The emeritus professor, once a young and irascible scientist, now a cold, meticulous thinker, nodded and said, “You’re right. The old route?”

“The old route.”

They walked through a connecting door to the west wing. A conservatory on their right boasted a view of the hotel’s rear grounds. On their left was a smoking lounge. He imagined old men talking in lowered tones over their broadsheets. But there was nobody. The hotel had been emptied the day before.

They turned left into the cloakroom. It was the size of a snooker table. In the old days, David would stand exactly as he did now, place his thumb on the wall and wait for the computer to recognise his blood. Then the whole room would sink downwards. But there was no longer a computer. Instead there was a splintered hole in the floor with a ladder leaning against its edge.

“What happened to the lift?”

“It was dismantled. All part of the clean-up operation following the bombing.”

David paused. He did not want to the talk about that. The regrets were shards of glass. “Me first?”

“No, me. The guard knows my face.” He cupped his hands and shouted down the hole: “Two coming down!” There was no reply.

The colonel had twenty years on David but he shinnied down the ladder without complaint. David waited until his head was out of sight and then pulled a card from his wallet. It was Ego. He tapped it once and its exterior assumed the contours of a female face.

“Send an email to my daughter,” David said quickly. “Tell her I’ve gone past the point of no return.”

“Unfortunately I cannot get a good signal,” replied the machine. It was already back in his wallet but the voice was clear. David had a microscopic earpiece.

“Alright, just stand by,” he said.

“David,” called a voice from below. “Are you alright?”

“Fine. I have a thing about ladders and heights.” Which was true. “I’ll be right with you.”

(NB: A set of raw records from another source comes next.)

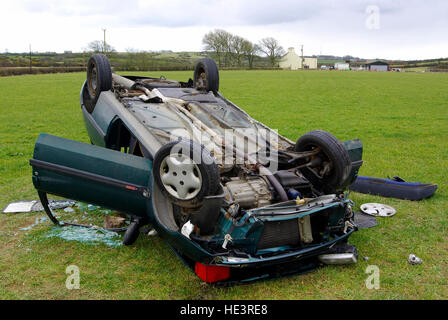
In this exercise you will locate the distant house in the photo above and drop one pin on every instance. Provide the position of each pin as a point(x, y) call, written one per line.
point(377, 65)
point(342, 66)
point(293, 61)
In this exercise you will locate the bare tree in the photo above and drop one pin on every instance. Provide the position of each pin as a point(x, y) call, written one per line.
point(250, 50)
point(212, 43)
point(219, 42)
point(97, 46)
point(272, 49)
point(237, 48)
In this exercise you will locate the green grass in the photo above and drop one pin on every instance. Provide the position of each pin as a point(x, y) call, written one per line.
point(401, 118)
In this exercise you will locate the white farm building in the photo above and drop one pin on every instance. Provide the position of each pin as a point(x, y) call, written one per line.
point(293, 61)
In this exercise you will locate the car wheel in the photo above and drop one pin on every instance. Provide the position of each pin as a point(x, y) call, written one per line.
point(99, 78)
point(333, 165)
point(206, 75)
point(186, 172)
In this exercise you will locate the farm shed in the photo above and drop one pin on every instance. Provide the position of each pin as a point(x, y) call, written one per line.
point(377, 66)
point(293, 61)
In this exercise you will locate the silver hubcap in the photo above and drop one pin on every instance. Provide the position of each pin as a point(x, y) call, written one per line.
point(180, 176)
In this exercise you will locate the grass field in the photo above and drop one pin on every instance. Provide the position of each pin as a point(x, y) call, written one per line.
point(402, 119)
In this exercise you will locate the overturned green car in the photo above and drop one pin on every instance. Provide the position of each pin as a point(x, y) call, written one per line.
point(235, 200)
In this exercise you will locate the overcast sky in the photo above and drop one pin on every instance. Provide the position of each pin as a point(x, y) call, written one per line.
point(394, 29)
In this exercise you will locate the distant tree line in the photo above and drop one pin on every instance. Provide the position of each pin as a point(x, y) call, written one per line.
point(231, 50)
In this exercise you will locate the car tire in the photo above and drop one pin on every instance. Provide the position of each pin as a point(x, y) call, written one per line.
point(185, 172)
point(99, 78)
point(206, 75)
point(334, 151)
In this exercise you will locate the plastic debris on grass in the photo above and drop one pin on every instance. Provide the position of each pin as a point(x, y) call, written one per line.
point(92, 236)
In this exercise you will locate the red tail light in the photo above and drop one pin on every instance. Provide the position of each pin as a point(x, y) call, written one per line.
point(211, 274)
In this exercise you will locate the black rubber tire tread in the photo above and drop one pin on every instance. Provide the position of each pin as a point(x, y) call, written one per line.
point(335, 151)
point(210, 68)
point(103, 79)
point(208, 168)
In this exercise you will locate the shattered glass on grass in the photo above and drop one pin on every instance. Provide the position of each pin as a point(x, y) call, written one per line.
point(92, 236)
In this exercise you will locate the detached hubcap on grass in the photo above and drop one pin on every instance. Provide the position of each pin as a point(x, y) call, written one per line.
point(180, 176)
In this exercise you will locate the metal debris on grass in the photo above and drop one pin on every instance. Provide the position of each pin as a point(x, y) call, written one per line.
point(36, 222)
point(91, 236)
point(413, 259)
point(378, 209)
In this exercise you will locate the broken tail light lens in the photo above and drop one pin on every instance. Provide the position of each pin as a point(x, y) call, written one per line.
point(211, 274)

The professor stepped gingerly on to the ladder and began to climb down. There was a safety line. After some consideration, he hooked it to his belt buckle. When his head passed below the level of the floor, he looked down and saw a circle of temporary lighting. It was twenty metres below – the lowest floor of the research centre.

One minute later, his feet made contact with the ground and he unhooked the safety line. Four spotlights blazed. They made impenetrable shadows in the corners, which were full of odd-looking shapes. It seemed that nobody had cleared the area before it was sealed. There were broken cabinets, chairs, and computer monitors. There was even an old mattress. Paper was everywhere. In the centre, a space had been made for the lighting rig. Cables snaked away to nowhere, though, in the distance, David could hear the put-put of a diesel generator. Standing motionless in the cramped space, next to the ladder, was an armed man. He wore a builder’s hard-hat and outdoor clothing. He avoided David’s polite nod.

“Going up is more difficult,” said McWhirter.

“I can hardly wait.”

“Shall we?”

“After you.”

They stepped from the chamber into a corridor that was as derelict as the lift shaft. David remembered an air-conditioned expanse with beautifully decorated walls and light muzak. Now there was nothing more than a sense of space in the darkness, and he hugged himself against the cold.

McWhirter threw a relay. Lights erupted along the corridor – perhaps fifty metres – clang after clang. It was much larger than he remembered. The fire doors were gone. The walls were black as charcoal. Doors leading from the corridor were now nothing more than gaping holes, some filled with cabinets and chairs, others with wood and masonry. Like the lift shaft, there was paper everywhere.

“Take this,” said McWhirter. It was a heavy outdoor coat. “It’s a steady five degrees in here.” He also handed David a hard hat, some gloves, a first-aid kit, and a laminated map of the complex. “We’ll need to keep in contact if we get separated. Do you have a computer?”